4 de janeiro - dia 15

St Marys

St Marys tem um longo calçadão ao longo do cais ribeirinho com muitas lojas, bares e restaurantes. Os negócios e o turismo devem estar crescendo; há reformas acontecendo em todos os lugares, as obras públicas da cidade estão construindo uma nova rampa para barcos e uma doca que permitirá que os navios carreguem e descarreguem do centro da cidade, em vez de cerca de um quilômetro e meio de distância na parte de trás da cidade onde cheguei. Se eu voltar aqui no meu caiaque, este será o novo ponto de chegada.


Ontem à noite, fiquei muito feliz por comer uma refeição quente. Fui ao Seagulls Pub na Osborne Street e pedi um aperitivo de 16 palitos de mussarela fritos, seguidos de um hambúrguer e batatas fritas, mas mesmo depois de tudo isso não me senti satisfeito. Decidi que era melhor parar por aí ou meu ritmo biológico poderia entrar em uma espécie de jet lag. Essas últimas duas semanas me treinaram para uma consulta às 6 da manhã, faça ou morra, pois não sei como atenderia ao chamado do número 2 do caiaque no oceano.
 

Na parede do pub, acima do armário de bebidas, havia um pôster de um mustang vintage anunciando um evento chamado “Damn the Torpedoes Race”. A garçonete me disse que uma vez por ano há uma corrida de carros antigos de Atenas, Geórgia, até a rua Marys. “As regras são que seu carro tem que ser anterior a 1976, você só deve usar estradas secundárias e não pode receber uma multa por excesso de velocidade”, disse ela. Apenas o organizador da corrida conhece o percurso na largada; os pilotos descobrem enquanto passam pelos pontos de verificação e resolvem pistas para apontar onde será o próximo ponto de verificação. A chegada é sempre em St Marys, e a cidade se enche com um elenco de personagens vistosos e seus veículos no que foi descrito para mim como “o equivalente ao desenho animado Wacky Race dos anos 70”, mas na vida real. Eu me pergunto quem interpretou Dick Dastardly e seu cachorro sorridente Muttley ub the Mean Machine. Aqueles que participam da corrida se juntam oficialmente à irmandade The Car Tribe e são batizados com um nome de tribo para ser usado ao interagir com outros membros da tribo, o que me fez pensar na tribo da água que organiza a corrida de caiaque Everglades Challenge de Tampa para Chave Largo.

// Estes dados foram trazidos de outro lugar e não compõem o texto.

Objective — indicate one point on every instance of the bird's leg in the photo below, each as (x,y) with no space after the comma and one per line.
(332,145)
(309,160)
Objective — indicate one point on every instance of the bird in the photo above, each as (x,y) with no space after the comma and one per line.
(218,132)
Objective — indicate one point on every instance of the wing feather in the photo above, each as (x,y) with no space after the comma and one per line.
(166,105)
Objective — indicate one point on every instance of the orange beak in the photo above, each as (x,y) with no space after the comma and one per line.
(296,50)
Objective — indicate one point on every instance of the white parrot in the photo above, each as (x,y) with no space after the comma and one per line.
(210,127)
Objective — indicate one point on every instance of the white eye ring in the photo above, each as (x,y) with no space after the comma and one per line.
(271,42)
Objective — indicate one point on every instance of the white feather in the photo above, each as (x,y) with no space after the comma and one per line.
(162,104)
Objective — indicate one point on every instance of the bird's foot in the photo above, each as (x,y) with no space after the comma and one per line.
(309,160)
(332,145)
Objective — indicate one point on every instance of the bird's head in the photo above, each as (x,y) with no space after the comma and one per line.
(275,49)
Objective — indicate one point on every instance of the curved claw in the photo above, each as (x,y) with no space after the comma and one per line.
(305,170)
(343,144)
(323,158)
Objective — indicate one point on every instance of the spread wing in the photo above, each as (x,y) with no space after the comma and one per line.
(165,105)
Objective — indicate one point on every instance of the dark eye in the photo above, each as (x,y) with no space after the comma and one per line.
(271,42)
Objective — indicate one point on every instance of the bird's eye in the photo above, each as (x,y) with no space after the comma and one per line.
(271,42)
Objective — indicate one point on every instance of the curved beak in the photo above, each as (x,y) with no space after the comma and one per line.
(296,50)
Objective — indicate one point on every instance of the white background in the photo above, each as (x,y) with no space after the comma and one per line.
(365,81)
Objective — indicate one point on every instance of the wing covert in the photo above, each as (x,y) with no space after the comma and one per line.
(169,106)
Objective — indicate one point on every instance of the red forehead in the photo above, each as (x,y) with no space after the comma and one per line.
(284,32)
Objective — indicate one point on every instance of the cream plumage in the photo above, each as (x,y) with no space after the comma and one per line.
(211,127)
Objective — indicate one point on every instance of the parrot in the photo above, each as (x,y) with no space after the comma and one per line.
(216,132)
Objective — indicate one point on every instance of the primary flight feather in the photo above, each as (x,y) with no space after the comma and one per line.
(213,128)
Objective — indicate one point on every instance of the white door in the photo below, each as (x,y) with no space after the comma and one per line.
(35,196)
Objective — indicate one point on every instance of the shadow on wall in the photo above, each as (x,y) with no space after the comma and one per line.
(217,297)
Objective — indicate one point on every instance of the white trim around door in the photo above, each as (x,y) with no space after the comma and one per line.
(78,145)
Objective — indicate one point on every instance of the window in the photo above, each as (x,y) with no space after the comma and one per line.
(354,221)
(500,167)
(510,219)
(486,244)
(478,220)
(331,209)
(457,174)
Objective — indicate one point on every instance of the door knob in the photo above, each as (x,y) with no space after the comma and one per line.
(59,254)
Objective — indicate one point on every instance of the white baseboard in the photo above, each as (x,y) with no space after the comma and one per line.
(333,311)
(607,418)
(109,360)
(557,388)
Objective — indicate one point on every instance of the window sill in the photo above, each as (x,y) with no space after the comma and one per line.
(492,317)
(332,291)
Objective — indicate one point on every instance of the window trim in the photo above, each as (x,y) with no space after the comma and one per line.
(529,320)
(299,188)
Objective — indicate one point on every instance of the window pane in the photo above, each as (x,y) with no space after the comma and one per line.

De manhã, enquanto lavava minhas calças de mergulho no chuveiro, notei  um grande buraco se desenvolvendo na parte inferior das costas. O amaldiçoado assento minimalista britânico do caiaque o mastigava como o fio de uma faca fina. Adicionei um pouco de fita flexível marinha ao redor da borda do assento, o que espero resolver o problema, mas também encomendei novas calças de mergulho na Amazon, que pretendo pegar nos correios em Fargo, Geórgia. Espero que esteja lá quando eu chegar; Liguei para os correios e pedi que guardassem para mim. Eu não quero que esse assento ruim coma minhas costas.


Passei o dia  vagando pela cidade. Me deparei com um prédio chamado “Museu Submarino de St. o mar." A maior parte do museu, no entanto, era a loja de presentes.Aluguel deve ser caro na orla.


Voltei no final da tarde para a pousada onde o estalajadeiro me disse que eu estava com sorte. “Há outro quarto para você esta noite, mas você tem que descer. Está sendo limpo para você agora,” ela disse.

5 de janeiro - dia 16

Around Florida by Kayak

Uma frente fria avançou durante a noite e, nas primeiras horas da manhã, tudo o que eu ouvia era chuva e vento. Eu me perguntei se isso seria uma boa desculpa para ficar mais um dia, mas estava ansioso para não atrasar o cronograma. Dormir em uma cama quente por duas noites estava suavizando minha determinação; Eu temia a ideia de colocar os pés lá fora e temia o frio que sentiria ao calçar minhas botas úmidas. Felizmente, quando saí, a frente já havia passado e, embora estivesse ventando e fazendo frio, pelo menos estava ensolarado e levantou meu ânimo.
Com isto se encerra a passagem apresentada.